If there’s a fourth “miracle”, then it’s driving the hyper-realistic scanned Avatar Codec from the sensors and processors built into a VR headset that can be mass-produced and priced in the range of buyers.
“There are a lot of things to sort out,” Meta principal researcher Michael Abrash told UploadVR. “But I say the real miracle is how do you scale it?”
The meta-researchers said they wouldn’t allow anyone to drive someone else’s Codec avatar. This was hinted at in 2019 with some of the first public revelations of this technology and reiterated during the recent SIGGRAPH demo of the phone digitized version of avatars.
“Internally, we all see the fact that authenticity — the fact that you can trust that when you’re here in VR or AR, you are who you are — the other source is trusted,” Sheikh said. “It’s kind of like an existential requirement of this technology.”

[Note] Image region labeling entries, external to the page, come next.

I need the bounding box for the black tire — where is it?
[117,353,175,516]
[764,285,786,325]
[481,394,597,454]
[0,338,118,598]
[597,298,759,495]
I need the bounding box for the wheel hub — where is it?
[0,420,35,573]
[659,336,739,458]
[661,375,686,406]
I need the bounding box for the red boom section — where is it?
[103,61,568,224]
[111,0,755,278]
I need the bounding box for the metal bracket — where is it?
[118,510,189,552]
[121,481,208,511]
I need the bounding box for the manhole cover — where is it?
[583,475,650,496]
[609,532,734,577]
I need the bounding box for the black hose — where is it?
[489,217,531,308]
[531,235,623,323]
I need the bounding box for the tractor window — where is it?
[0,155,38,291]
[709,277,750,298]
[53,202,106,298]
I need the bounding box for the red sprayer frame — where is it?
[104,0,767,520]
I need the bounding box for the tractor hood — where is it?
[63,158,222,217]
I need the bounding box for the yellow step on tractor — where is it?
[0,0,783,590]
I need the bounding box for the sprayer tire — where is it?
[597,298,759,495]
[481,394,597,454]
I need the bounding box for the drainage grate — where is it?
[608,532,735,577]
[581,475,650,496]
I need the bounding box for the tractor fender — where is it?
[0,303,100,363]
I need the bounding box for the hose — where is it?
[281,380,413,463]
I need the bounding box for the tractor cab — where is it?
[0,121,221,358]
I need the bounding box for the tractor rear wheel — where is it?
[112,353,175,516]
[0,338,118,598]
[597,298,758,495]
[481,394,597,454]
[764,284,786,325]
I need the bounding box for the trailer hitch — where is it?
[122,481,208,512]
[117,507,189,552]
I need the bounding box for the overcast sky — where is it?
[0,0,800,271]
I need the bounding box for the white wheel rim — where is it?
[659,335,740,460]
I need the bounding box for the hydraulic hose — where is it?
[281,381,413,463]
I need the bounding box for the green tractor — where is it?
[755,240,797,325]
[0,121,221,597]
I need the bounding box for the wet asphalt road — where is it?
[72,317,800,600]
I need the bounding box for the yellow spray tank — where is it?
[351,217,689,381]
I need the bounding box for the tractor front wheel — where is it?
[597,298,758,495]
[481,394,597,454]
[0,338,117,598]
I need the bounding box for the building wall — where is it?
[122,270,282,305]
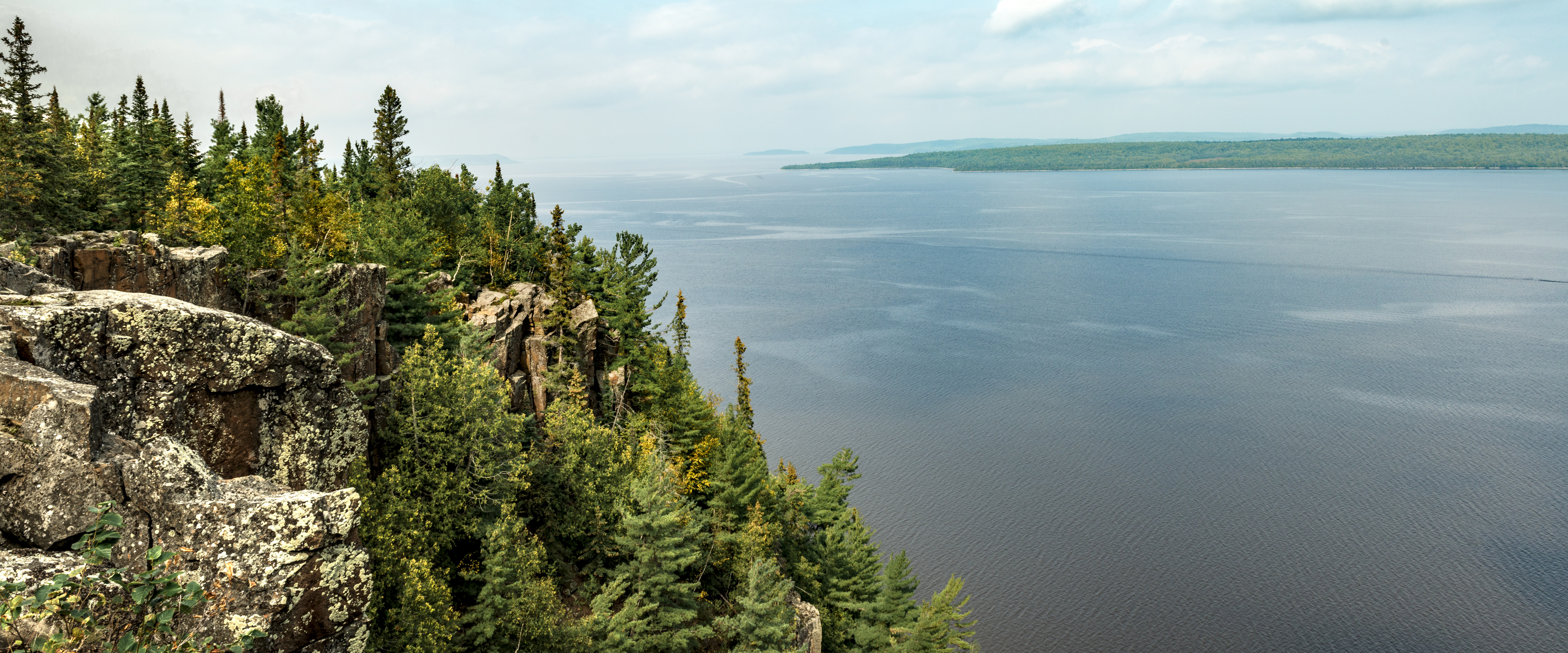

In the same way that Apple’s Face ID scans your face and headsets like HoloLens 2 or Magic Leap 2 authenticate users with their iris – Meta’s own headsets could one day do the same to ensure that the person who wears the helmet is the one that projects its specific scanned Avatar codec into the “metaverse”.
“What this thing will allow us to do is share spaces with people,” Sheikh said. “Videoconferencing allowed us to survive the pandemic, but we all realized in the end what was missing…it was the feeling of sharing space with each other.”